Harvey couldn't help but wonder if he'd pushed too far. Emotions were running high aboard the ship. One always expected to die either of old age or as result of fighting, but never from unexplained occurrences like quantum filaments spreading the crew out through time. He worried not just that he'd pushed too far, but also that he was starting to alienate his Chief of Security. If an opportunity arose later to dig deeper into the matter, he most certainly would.

He approached the screen to inspect the readout. "Interesting," he said after a moment. "Can you arrange a demonstration?"

"Sure, as soon as it gets made," Camila said in a neutral voice. "It's just schematics right now. I'm not even certain who put these here as it's a relatively new ship. I'll get my armorer on it immediately."

He nodded. "I also understand that the intruders were last seen in the brig prior to the return." The Captain either hadn't received a report on it, or had received it and hadn't read it yet. Given recent events, he hadn't put much stock in keeping abreast of paddwork. "Do you know if their bodies came with us?"

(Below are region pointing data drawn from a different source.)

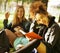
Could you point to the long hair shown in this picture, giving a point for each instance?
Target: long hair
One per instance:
(38, 6)
(16, 19)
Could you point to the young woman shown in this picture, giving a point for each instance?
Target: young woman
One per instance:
(50, 33)
(18, 20)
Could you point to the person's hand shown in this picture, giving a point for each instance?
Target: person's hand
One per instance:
(7, 14)
(18, 28)
(18, 34)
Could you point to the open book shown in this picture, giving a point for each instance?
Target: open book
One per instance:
(31, 35)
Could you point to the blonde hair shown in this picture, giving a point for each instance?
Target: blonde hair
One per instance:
(38, 6)
(16, 19)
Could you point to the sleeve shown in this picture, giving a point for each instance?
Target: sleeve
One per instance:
(55, 42)
(6, 25)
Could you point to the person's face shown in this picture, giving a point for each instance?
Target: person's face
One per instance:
(32, 14)
(41, 19)
(20, 13)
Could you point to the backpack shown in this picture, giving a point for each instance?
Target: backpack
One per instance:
(4, 42)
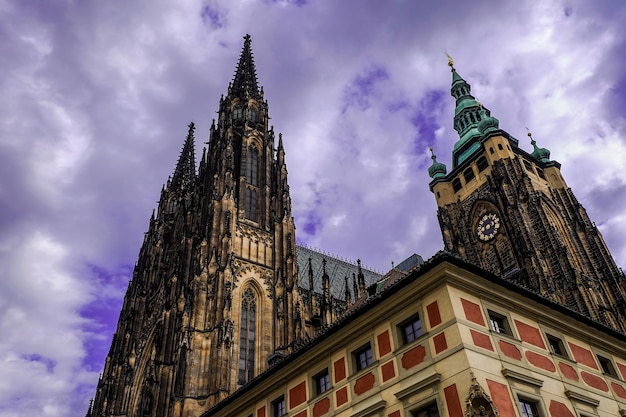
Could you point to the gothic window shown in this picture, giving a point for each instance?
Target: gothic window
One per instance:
(482, 164)
(252, 172)
(468, 174)
(251, 204)
(456, 184)
(247, 336)
(252, 114)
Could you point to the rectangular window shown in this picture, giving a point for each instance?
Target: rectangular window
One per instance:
(428, 411)
(278, 407)
(411, 329)
(556, 345)
(322, 382)
(607, 366)
(498, 323)
(363, 357)
(528, 408)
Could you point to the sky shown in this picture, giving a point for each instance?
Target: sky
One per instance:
(96, 97)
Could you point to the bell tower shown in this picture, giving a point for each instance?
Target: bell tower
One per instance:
(511, 212)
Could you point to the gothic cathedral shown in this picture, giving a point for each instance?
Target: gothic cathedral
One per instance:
(214, 297)
(511, 213)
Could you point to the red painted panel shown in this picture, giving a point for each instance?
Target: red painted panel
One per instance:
(622, 369)
(297, 395)
(501, 398)
(558, 409)
(583, 355)
(384, 343)
(440, 342)
(472, 312)
(618, 390)
(321, 407)
(540, 361)
(530, 334)
(364, 383)
(341, 396)
(510, 350)
(452, 401)
(481, 340)
(434, 317)
(388, 371)
(594, 381)
(340, 369)
(413, 357)
(568, 371)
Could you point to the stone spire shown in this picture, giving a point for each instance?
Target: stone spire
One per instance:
(245, 81)
(185, 171)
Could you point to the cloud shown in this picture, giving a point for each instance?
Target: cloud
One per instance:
(97, 97)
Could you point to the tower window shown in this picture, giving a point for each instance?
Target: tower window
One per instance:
(252, 172)
(456, 184)
(247, 336)
(482, 164)
(363, 357)
(251, 204)
(252, 114)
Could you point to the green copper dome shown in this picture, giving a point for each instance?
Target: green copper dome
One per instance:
(437, 169)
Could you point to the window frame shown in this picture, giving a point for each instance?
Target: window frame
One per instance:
(322, 382)
(607, 366)
(279, 405)
(505, 326)
(404, 325)
(369, 359)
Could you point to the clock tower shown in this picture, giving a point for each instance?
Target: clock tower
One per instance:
(511, 212)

"I'm uncertain if Lieutenant Parks filed that report or not, Sir," the ombre haired woman said as she settled into the numbness that was overtaking her. "However, none of the Brig officers reported seeing anyone in the Brig in this mornings reports."

The Captain nodded once more. He had suspected as much, though he also suspected that the incident would cause him to spend at least another week with the Department of Temporal Investigations upon their return. "Let's see what we can find out. Anyone can find a ship in a nebula, and the fact that we remained undisturbed for so long is a miracle. I'd like to know anything and everything we can if possible."

"I'll look into it, Sir," Camila responded. "However, it's highly unlikely if it occurred in a future time."

He frowned this time, though he wasn't surprised with the response. There were no records to review, just eyewitnesses, and that list was already limited. "Let me know when you can have that device ready for a demonstration," Harvey said, "along with a revision on those protocols. Anything else we need to discuss?"

"I will," she said. "Not that I'm aware of at the moment, Sir."

"Then I'll leave you to it, Lieutenant," Harvey stated. "I hope you find a satisfactory deputy soon." He was sorry that he needed to shift Parks over to Operations, but it's what the ship needed most of all. With that, he turned and departed the armory.

After he left, she grabbed the Type III rifle off the table and yanked the power cell out of it, then began to strip it while cursing in Italian under her breath. If he wanted to go that route and leave the ship and crew unprotected, she would document it and submit a full report to the Task Force Commanding Officers when they made it back from the Zone along with every incident that had occurred as a result of him not implementing her security measures. She stopped and shook her head. "No," she said aloud to the uncaring room. "I'll do exactly what he wants and then see how well he likes the results. If he doesn't, he can do it himself."